Physiologic variables for videofluoromanometric assessment of dysphagia: an exploratory study.

STUDY AIM: To assess the physiological variables among Upper Esophageal Sphincter Nadir (UESN), Hypopharyngeal Peak Pressure (HPP) and Pharyngo-Esophageal Pressure Gradient (PEPG) for Videofluoromanometry (VFM). PATIENTS & METHOD: Exploratory non-randomised prospective study comparing UESN, HPP and PEPG of three cohorts of individuals presumably presenting very distinctive "manometric signatures" based on McConnel's Piston Model of swallowing: 11 non-dysphagic volunteers called the Control Group (CG), 10 dysphagic patients presenting a Myotonic Dystrophy (MD), at various stages of evolution, and 10 patients presenting a CricoPharyngeal Barr (CPB), with no post-swallow pharyngeal residue at a previous Modified Barium Swallow (MBS). VFM tests are performed using solid-state three unidirectional transducers produced by Gaeltec Inc. The simultaneous display storage of the standard fluoroscopic swallow of 10 ml liquid barium with UESN and HPP measurements, continuously recorded on a 3-channel polygraph, is performed using a Kay-Pentax Swallowing Work Station. PEPG calculations are subsequently made. RESULTS: Significant different HPP and PEPG values were observed between the three cohorts. MD patients presented HPP and PEPG below 100 mmHg while CPB patients presented HPP and PEPG above 200 mmHg. The CG presented HPP and PEPG between 100 and 200 mmHg. UESN values revealed no significant difference between the three cohorts. A reading scale is proposed. The aim of the scale is to make a link between HPP or PEPG values and physiopathological (not diagnostic) conditions. Patients presenting an HPP or PEPG below 100 mmHg indicate a High probability of Pharyngeal Propulsion Impairment while patients presenting an HPP or PEPG above 200 mmHg are more likely to have an Increased Flow Resistance with appropriate Propulsion Response.
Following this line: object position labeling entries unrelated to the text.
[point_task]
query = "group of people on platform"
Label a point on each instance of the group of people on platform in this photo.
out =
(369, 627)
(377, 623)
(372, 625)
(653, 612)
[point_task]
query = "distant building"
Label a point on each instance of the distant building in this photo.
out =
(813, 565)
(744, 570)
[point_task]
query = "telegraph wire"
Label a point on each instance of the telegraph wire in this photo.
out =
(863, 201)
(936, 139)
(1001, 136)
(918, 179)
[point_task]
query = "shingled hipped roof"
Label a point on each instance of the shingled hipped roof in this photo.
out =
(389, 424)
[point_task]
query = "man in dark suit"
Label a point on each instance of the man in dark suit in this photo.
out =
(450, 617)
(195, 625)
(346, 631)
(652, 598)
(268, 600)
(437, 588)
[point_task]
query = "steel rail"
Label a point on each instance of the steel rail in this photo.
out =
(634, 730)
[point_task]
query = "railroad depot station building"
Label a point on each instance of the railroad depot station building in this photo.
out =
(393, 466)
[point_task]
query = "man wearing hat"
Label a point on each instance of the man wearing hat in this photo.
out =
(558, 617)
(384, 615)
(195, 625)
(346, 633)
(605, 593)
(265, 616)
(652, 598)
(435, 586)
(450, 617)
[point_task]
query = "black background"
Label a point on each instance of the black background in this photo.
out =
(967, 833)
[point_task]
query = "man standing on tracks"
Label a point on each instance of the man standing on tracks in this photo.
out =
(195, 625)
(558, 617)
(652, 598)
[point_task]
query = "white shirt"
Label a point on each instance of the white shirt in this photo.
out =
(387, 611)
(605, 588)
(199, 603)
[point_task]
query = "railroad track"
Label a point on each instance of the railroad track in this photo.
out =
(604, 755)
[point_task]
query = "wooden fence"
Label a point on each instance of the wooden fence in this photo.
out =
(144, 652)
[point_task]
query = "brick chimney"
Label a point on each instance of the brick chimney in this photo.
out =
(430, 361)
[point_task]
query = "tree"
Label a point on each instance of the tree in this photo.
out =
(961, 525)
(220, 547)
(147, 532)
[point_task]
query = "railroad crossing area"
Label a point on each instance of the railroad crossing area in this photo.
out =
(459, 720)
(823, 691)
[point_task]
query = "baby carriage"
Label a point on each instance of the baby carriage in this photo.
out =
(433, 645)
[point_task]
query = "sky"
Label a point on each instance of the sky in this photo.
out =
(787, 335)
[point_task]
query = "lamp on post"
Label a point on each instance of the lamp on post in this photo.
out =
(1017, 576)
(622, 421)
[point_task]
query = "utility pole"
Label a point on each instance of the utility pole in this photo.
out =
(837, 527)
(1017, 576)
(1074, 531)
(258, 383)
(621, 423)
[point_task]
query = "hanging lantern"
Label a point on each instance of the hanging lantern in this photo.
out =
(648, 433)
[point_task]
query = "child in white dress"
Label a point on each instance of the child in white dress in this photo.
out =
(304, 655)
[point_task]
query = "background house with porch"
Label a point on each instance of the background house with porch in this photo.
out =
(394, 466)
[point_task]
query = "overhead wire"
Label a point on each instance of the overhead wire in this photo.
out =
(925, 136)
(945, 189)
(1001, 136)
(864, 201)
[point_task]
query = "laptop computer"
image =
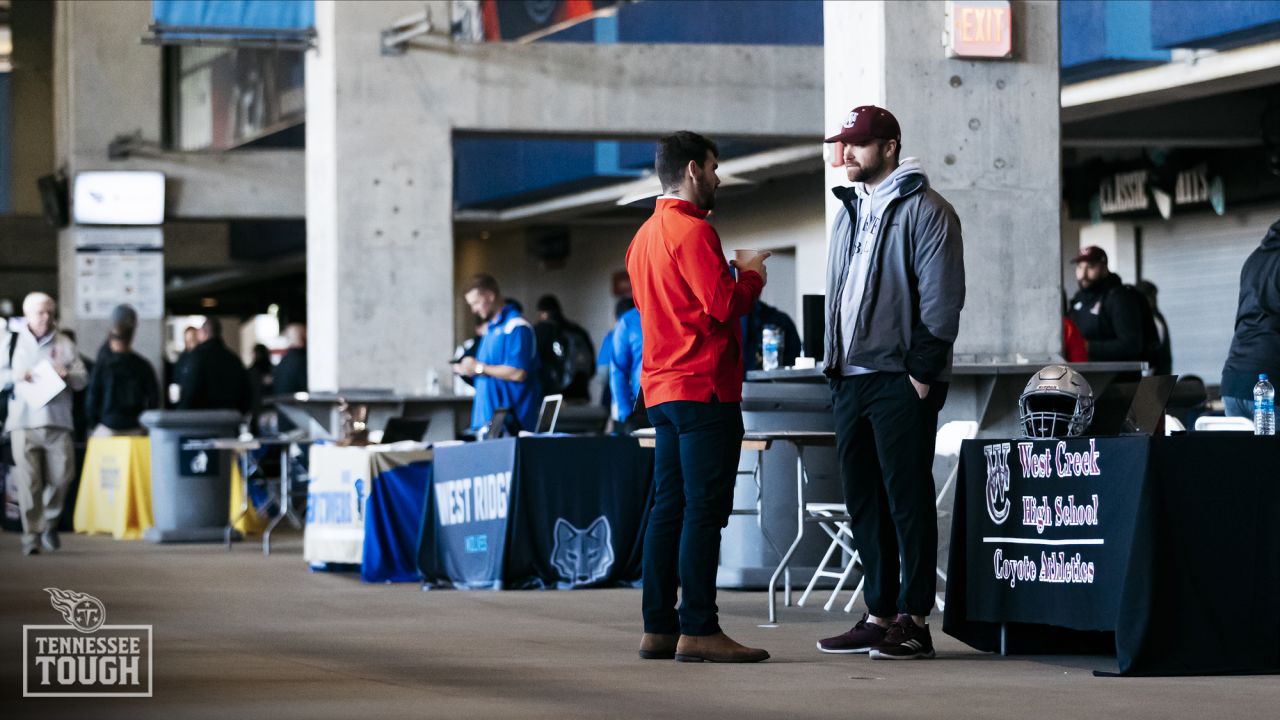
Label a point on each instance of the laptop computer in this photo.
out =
(548, 414)
(305, 422)
(1147, 410)
(1133, 408)
(406, 428)
(498, 424)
Pros and cons for calculation of the PEPG, representing a possibly unnecessary step, are discussed. CONCLUSIONS: In our study, the use of HPP or PEPG as physiological variables provides quantitative data that allow VFM to discriminate three very distinctive swallowing conditions. Further studies are needed to assess the HPP and PEPG obtained with other manometic devices within the same specific populations for them to be considered as universal physiological variables. Eventually, further investigations should answer the question as to whether the calculation of the PEPG represents any value in comparison with HPP measurement alone.